@@ -1,54 +1,55 @@
+- A slightly edited irc discussion with Josh Triplett.
+- Describes most data structures used in sparse.
-<JoshTriplett> As far as the parsing structures go...
-<JoshTriplett> The C parser exists in two main files: parse.c, which parses statements, and expression.c, which parses expressions.
-<JoshTriplett> parse.h contains the definition of struct statement, which represents a C statement.
-<JoshTriplett> That includes only those things which can't appear as an expression, which primarily includes control flow statements such as if, loops, switch/case, and goto.
-<JoshTriplett> expression.h contains the definition of struct expression, which represents a C expression.
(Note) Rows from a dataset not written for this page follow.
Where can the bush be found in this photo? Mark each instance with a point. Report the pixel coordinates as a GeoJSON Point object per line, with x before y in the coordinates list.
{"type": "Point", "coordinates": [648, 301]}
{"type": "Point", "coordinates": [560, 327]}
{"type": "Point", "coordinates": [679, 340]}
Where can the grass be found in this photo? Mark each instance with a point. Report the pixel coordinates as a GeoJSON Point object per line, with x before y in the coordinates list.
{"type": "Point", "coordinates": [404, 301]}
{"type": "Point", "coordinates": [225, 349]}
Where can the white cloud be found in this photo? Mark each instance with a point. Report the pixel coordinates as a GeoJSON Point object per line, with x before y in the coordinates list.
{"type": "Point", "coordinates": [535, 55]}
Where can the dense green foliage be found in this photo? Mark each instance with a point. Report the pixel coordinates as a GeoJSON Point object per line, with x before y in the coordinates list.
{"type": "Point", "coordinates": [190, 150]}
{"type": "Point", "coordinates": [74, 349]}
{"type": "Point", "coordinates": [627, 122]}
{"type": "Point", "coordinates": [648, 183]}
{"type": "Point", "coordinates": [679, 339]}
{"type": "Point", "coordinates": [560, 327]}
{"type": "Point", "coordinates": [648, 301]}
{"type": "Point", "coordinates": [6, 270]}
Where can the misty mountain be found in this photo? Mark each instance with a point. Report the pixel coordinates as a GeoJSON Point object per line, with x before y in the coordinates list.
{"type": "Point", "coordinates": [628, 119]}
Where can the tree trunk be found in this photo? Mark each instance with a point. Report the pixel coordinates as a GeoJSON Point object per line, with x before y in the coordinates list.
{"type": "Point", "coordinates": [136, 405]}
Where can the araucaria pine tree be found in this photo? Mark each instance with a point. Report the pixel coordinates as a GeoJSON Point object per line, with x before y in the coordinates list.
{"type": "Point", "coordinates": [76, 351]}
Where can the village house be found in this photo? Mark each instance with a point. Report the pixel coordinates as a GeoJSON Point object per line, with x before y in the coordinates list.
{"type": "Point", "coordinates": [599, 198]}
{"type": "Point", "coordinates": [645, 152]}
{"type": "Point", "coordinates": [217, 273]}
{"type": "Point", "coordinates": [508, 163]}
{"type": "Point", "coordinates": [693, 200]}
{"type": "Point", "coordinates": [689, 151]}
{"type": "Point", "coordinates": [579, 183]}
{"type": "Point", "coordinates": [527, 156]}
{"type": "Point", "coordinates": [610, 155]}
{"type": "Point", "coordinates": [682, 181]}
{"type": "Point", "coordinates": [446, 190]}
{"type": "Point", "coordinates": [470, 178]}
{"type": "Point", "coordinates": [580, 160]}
That has a lot more content, since most C constructs can appear in expressions.
-<JoshTriplett> A series of statements forms a compound statement (STMT_COMPOUND).
-<JoshTriplett> That appears as another struct statement which has a statement_list member.
-<JoshTriplett> A function body consists of a compound statement.
-<JoshTriplett> When you look at a loop body, if or else body, or case body, you'll notice that they just have a struct statement, not a statement_list; they can have multiple statements by using a compound statement.
-<JoshTriplett> Also note that all loops get turned into a single "iterator" statement.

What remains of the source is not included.